His son and daughter-in-law were also arrested.


----------



## theletch1 (Jan 2, 2004)

Alex is 50, his son is 33.  Aren't both of them old enough to know how to behave in public.  Hey, Alex, you're only allowed to behave like that when your band is still on top.


----------



## arnisador (Jan 3, 2004)

Hey, what's a New Year's Eve party without a drunken father-and-son brawl?

At least they were fighting with, not against, each other, if I follow the article.

Rush was the first band I ever saw in concert. Good stuff! Great lyrics.


----------



## pknox (Jan 3, 2004)

I love Rush, and have seen them multiple times the last couple of tours.  What's funny is that near the end of every show, Alex gets into a kind of impromptu "drunken rant", that is actually rather funny (the whole "Man from Impanema" and "Stan Getz" thing on Rush in Rio is a good example).  Given what just happened, maybe this wasn't nearly as much of an "act" as we thought.

Oh, and letch -- see them live next time you get a chance.  They may not be "on top" in terms of record sales, but they do still rock hard, and play a nice long show -- you definitely get your money's worth.  While I've always thought that Rush puts out good quality recordings, I consider them one of those bands that are best appreciated live.


----------



## arnisador (Jan 3, 2004)

I haven't seen them live in a long time--we tried to make it last time they came through here but child-sitting problems held us up.

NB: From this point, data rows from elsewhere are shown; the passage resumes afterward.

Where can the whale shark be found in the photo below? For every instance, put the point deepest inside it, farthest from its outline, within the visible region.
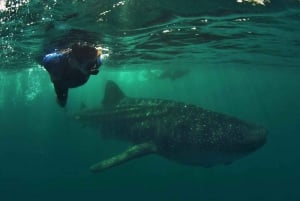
(181, 132)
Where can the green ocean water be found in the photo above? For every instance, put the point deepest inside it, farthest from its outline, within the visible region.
(234, 58)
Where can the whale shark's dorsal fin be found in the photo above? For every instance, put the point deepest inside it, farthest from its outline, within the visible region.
(112, 95)
(133, 152)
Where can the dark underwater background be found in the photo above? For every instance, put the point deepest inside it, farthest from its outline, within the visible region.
(236, 57)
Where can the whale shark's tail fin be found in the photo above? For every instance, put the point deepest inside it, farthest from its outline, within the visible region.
(112, 95)
(131, 153)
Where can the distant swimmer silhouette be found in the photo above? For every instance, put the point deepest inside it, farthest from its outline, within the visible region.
(72, 68)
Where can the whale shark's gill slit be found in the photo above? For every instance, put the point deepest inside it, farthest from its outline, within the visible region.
(130, 154)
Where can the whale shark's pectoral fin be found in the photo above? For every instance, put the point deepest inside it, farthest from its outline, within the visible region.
(133, 152)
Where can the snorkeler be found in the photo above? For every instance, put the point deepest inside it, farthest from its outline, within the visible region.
(71, 68)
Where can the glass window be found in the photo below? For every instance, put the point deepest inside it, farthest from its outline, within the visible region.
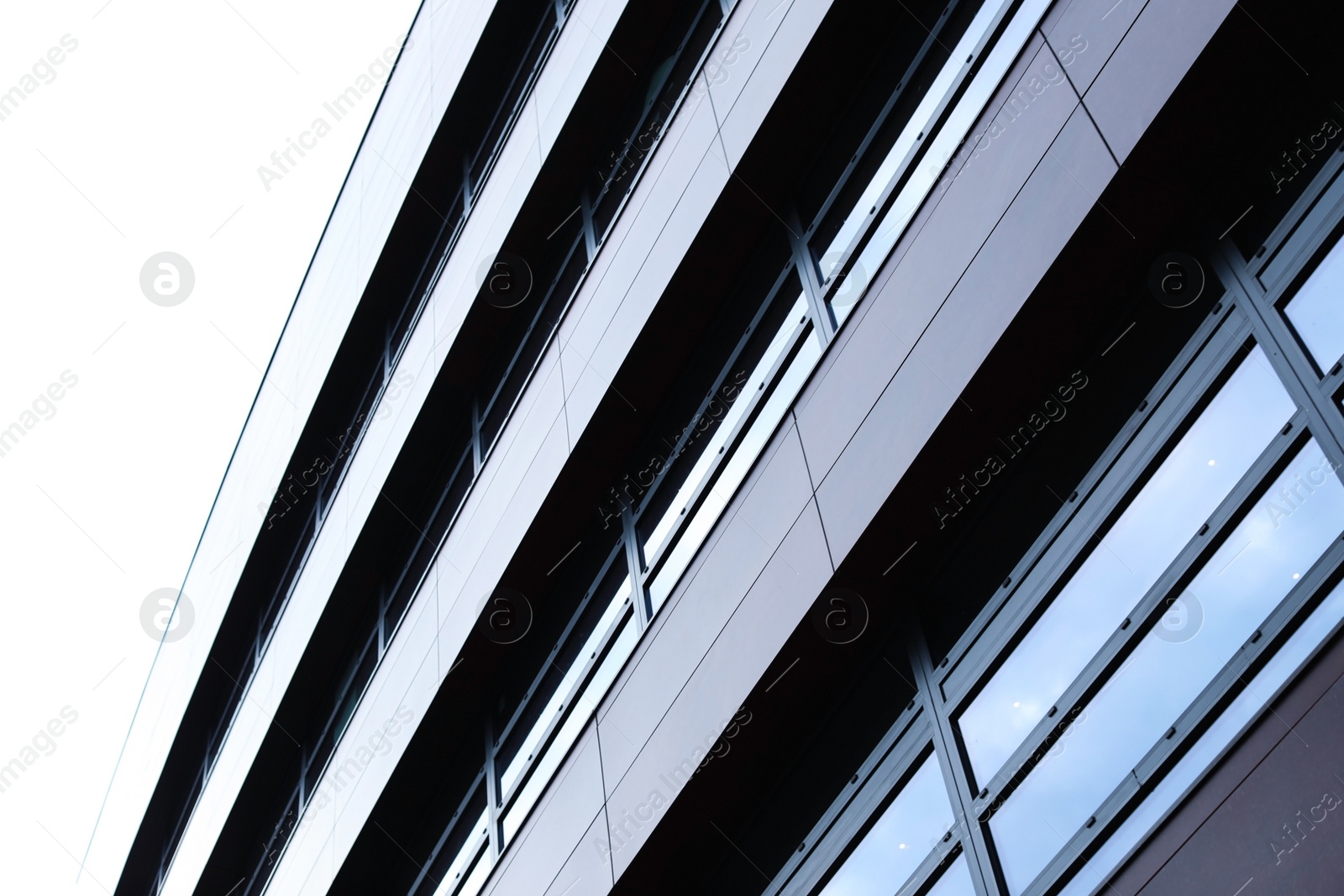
(1317, 311)
(737, 468)
(1173, 504)
(1226, 730)
(1278, 539)
(561, 699)
(470, 851)
(580, 715)
(954, 882)
(893, 848)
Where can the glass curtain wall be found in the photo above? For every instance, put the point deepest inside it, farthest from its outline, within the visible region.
(1116, 672)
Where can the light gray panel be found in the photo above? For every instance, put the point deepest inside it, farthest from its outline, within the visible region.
(1032, 235)
(698, 616)
(555, 826)
(1151, 60)
(589, 869)
(1085, 33)
(974, 199)
(741, 654)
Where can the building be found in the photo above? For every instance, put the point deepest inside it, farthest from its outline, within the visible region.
(790, 448)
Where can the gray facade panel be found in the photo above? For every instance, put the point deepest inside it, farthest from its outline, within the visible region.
(739, 656)
(589, 871)
(555, 828)
(978, 188)
(696, 617)
(1086, 33)
(1151, 60)
(1062, 190)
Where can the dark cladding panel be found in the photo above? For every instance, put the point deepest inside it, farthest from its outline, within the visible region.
(972, 199)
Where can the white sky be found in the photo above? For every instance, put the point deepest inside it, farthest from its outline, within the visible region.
(144, 139)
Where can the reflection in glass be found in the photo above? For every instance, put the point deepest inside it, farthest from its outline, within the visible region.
(1317, 311)
(726, 427)
(561, 699)
(459, 869)
(737, 468)
(1288, 528)
(580, 715)
(944, 145)
(954, 882)
(1229, 726)
(893, 848)
(1166, 513)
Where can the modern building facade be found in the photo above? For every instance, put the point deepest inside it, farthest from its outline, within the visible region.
(790, 446)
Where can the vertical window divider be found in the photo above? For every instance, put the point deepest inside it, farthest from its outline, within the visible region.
(1281, 348)
(492, 792)
(823, 322)
(477, 454)
(953, 765)
(635, 560)
(589, 233)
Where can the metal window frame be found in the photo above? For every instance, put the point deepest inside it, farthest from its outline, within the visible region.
(1249, 313)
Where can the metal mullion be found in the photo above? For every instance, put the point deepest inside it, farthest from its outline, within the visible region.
(1106, 486)
(759, 399)
(954, 765)
(562, 716)
(1284, 352)
(494, 805)
(879, 123)
(932, 129)
(823, 318)
(452, 825)
(1196, 553)
(1297, 228)
(894, 757)
(1191, 725)
(575, 620)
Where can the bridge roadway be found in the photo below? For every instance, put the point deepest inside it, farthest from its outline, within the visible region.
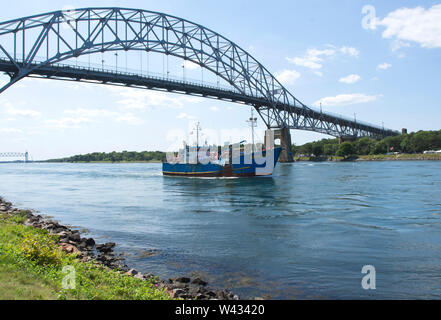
(318, 121)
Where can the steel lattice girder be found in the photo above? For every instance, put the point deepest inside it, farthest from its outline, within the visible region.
(62, 35)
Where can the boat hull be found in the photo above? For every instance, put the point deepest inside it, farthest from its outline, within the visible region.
(239, 168)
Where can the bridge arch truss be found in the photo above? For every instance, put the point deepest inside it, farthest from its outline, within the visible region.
(61, 35)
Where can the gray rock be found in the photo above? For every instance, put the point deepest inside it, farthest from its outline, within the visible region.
(199, 282)
(132, 272)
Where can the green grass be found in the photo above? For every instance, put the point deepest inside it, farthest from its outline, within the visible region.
(376, 157)
(31, 267)
(402, 156)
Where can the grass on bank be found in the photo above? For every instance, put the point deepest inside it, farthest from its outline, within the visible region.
(31, 267)
(374, 157)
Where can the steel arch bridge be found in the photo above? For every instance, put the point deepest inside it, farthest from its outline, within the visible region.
(61, 35)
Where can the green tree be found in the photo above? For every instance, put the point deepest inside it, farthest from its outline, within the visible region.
(345, 149)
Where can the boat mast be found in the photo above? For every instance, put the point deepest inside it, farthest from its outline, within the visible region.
(198, 127)
(253, 123)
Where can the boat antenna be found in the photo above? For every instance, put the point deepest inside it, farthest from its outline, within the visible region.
(253, 123)
(198, 128)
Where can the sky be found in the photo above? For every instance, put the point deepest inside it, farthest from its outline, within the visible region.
(378, 61)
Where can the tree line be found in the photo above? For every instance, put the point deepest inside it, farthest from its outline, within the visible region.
(125, 156)
(415, 142)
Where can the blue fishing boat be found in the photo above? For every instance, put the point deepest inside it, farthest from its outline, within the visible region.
(227, 161)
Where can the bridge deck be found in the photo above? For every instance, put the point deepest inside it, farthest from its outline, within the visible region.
(75, 73)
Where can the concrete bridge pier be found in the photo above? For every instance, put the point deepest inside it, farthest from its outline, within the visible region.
(285, 142)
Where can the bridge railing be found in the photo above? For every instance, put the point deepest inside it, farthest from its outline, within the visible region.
(95, 67)
(85, 66)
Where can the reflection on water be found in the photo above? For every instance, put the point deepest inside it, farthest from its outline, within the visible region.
(304, 233)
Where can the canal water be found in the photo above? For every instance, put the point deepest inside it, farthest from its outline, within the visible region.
(304, 233)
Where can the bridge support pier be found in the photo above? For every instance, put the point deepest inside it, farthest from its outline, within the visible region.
(285, 142)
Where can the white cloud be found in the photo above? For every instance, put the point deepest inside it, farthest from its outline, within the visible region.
(13, 111)
(346, 99)
(288, 77)
(83, 113)
(419, 25)
(384, 66)
(398, 44)
(320, 74)
(314, 58)
(129, 118)
(65, 123)
(184, 115)
(350, 79)
(139, 99)
(10, 130)
(351, 51)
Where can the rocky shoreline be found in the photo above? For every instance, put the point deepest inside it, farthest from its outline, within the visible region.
(87, 250)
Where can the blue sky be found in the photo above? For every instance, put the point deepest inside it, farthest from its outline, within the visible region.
(386, 70)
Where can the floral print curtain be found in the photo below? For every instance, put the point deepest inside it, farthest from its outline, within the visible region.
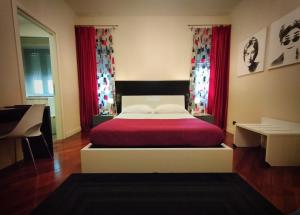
(199, 76)
(105, 71)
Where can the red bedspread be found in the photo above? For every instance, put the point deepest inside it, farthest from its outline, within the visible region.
(156, 133)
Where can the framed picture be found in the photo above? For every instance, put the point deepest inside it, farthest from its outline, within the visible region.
(284, 43)
(251, 54)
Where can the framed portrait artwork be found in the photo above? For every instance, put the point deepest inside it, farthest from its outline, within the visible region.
(284, 40)
(251, 54)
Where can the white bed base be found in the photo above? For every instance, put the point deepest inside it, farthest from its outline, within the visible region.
(160, 160)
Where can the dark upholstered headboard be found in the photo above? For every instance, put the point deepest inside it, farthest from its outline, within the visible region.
(127, 88)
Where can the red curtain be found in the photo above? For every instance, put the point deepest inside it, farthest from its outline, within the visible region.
(219, 75)
(87, 78)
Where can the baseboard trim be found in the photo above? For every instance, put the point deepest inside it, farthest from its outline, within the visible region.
(72, 132)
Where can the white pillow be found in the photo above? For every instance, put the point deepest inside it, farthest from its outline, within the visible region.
(139, 108)
(170, 108)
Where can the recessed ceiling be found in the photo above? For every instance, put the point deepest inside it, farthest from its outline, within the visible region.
(152, 7)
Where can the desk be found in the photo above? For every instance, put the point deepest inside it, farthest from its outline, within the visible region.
(9, 117)
(280, 138)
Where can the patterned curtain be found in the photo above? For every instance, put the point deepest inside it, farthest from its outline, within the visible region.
(105, 71)
(199, 76)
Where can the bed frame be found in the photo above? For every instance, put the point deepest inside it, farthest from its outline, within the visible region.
(149, 160)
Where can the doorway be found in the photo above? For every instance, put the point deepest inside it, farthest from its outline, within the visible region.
(37, 47)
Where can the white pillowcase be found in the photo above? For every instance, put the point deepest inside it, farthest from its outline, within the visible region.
(170, 108)
(139, 108)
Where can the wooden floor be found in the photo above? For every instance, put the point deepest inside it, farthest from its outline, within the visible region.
(22, 189)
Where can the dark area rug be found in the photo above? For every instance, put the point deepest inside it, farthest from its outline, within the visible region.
(184, 194)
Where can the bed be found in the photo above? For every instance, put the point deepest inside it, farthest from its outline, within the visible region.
(138, 142)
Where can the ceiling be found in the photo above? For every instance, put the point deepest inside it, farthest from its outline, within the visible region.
(152, 7)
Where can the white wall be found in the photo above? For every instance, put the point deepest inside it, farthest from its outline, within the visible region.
(152, 47)
(273, 93)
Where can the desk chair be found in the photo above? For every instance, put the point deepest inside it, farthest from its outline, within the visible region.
(29, 126)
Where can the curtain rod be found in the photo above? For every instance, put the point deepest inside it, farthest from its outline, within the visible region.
(206, 25)
(99, 26)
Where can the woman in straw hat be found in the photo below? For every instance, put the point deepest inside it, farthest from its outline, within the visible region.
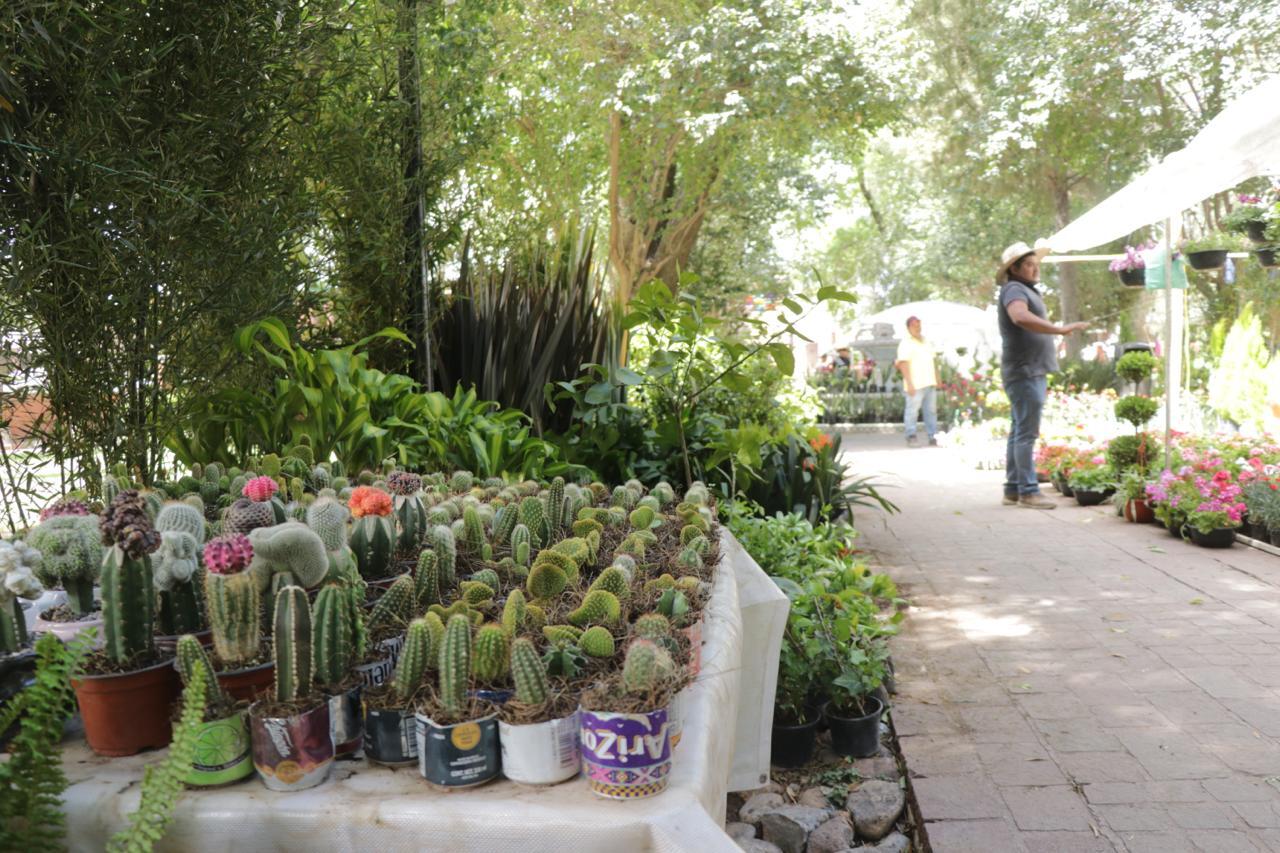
(1025, 360)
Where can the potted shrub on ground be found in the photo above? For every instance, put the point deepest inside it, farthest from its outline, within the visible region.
(457, 735)
(71, 548)
(538, 729)
(625, 731)
(223, 751)
(127, 690)
(291, 729)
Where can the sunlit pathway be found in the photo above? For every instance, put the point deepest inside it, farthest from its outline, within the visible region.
(1069, 682)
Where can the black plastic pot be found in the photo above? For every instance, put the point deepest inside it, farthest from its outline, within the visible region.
(856, 737)
(1207, 259)
(1220, 538)
(794, 746)
(1091, 497)
(1133, 277)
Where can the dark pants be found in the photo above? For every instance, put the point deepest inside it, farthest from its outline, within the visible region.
(1027, 401)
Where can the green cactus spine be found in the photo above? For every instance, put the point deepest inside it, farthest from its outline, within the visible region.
(336, 635)
(396, 606)
(191, 655)
(373, 538)
(597, 642)
(128, 597)
(292, 638)
(529, 673)
(234, 605)
(455, 665)
(412, 665)
(426, 580)
(489, 661)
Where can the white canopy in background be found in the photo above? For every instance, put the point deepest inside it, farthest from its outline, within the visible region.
(1240, 142)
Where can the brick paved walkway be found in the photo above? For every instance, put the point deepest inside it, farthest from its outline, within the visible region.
(1069, 682)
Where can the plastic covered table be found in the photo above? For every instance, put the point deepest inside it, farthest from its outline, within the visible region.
(725, 747)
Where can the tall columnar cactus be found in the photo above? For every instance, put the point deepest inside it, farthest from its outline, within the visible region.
(337, 635)
(455, 665)
(412, 665)
(447, 552)
(529, 673)
(176, 564)
(292, 638)
(489, 662)
(426, 580)
(556, 507)
(373, 533)
(71, 548)
(128, 591)
(190, 655)
(232, 598)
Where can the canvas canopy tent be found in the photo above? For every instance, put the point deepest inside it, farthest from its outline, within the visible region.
(1240, 142)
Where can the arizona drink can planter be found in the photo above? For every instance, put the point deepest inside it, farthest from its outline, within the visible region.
(293, 753)
(391, 737)
(540, 753)
(223, 753)
(458, 756)
(347, 721)
(626, 756)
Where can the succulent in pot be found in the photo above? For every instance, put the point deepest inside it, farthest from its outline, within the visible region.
(127, 690)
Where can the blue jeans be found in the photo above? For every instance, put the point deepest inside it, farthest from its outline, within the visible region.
(1027, 401)
(928, 396)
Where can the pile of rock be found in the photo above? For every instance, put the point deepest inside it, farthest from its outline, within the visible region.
(768, 821)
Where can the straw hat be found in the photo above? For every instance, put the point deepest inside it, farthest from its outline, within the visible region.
(1014, 252)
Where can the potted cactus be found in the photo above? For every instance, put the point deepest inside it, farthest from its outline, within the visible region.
(538, 729)
(373, 532)
(457, 735)
(291, 729)
(223, 753)
(126, 694)
(391, 729)
(71, 547)
(625, 730)
(177, 571)
(18, 562)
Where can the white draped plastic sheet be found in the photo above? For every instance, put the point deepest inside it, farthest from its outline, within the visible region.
(725, 746)
(1240, 142)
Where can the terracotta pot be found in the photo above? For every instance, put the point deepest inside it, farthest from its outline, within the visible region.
(292, 753)
(128, 712)
(1138, 511)
(248, 683)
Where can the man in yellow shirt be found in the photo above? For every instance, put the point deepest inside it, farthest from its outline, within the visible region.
(919, 382)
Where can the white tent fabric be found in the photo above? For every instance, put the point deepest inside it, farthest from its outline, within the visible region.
(1240, 142)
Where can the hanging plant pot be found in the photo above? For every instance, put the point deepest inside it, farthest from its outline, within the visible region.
(462, 755)
(391, 737)
(1138, 511)
(1206, 259)
(247, 684)
(1133, 277)
(128, 712)
(1220, 538)
(293, 752)
(856, 737)
(223, 753)
(626, 756)
(792, 746)
(540, 753)
(347, 721)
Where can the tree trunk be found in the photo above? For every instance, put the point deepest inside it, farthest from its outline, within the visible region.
(1068, 274)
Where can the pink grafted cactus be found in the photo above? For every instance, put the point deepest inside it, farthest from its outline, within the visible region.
(228, 555)
(260, 488)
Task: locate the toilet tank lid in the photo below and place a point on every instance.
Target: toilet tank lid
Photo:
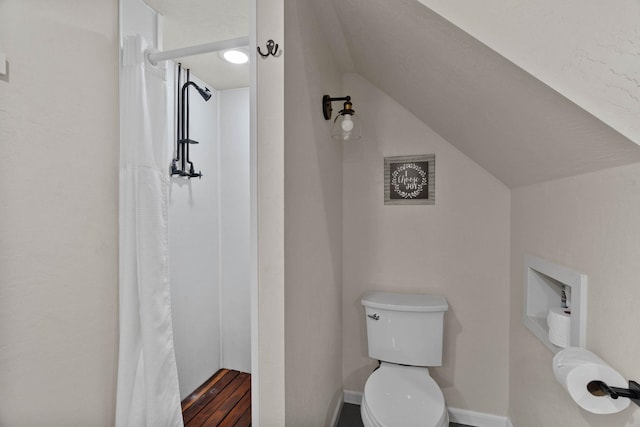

Yes, they do put on a good show--and they offer some of the best lyrics and best drumwork you'll find.


----------



## pknox (Jan 3, 2004)

Arnisador -

Next time you go, just bring the kids along -- I've seen plenty of children, some as young as infants, at Rush shows over the years.


----------



## arnisador (Jan 3, 2004)

Anytime I've ever gone, there's been enough 'ganja' in the air that I've been in danger of getting a second-hand high ("I didn't smoke, but I did inhale!"). I would be reluctant to atke the kids. Has this changed?


----------



## pknox (Jan 3, 2004)

I actually haven't seen that.  I attended both indoor (Madison Square Garden) and outdoor (PNC Bank Arts Center) the last couple of years, and hadn't that happen to me.  It seemed to me it was generally an older crowd (mostly 30's and 40's), along with some of their kids.  Outside the venue, of course, was a bit of a different story, but there semmed to be quite a few areas that were more "family friendly."  Of course, YMMV, as I've seen them in NY/NJ, so I'm not sure how things would be in your neck of the woods.


----------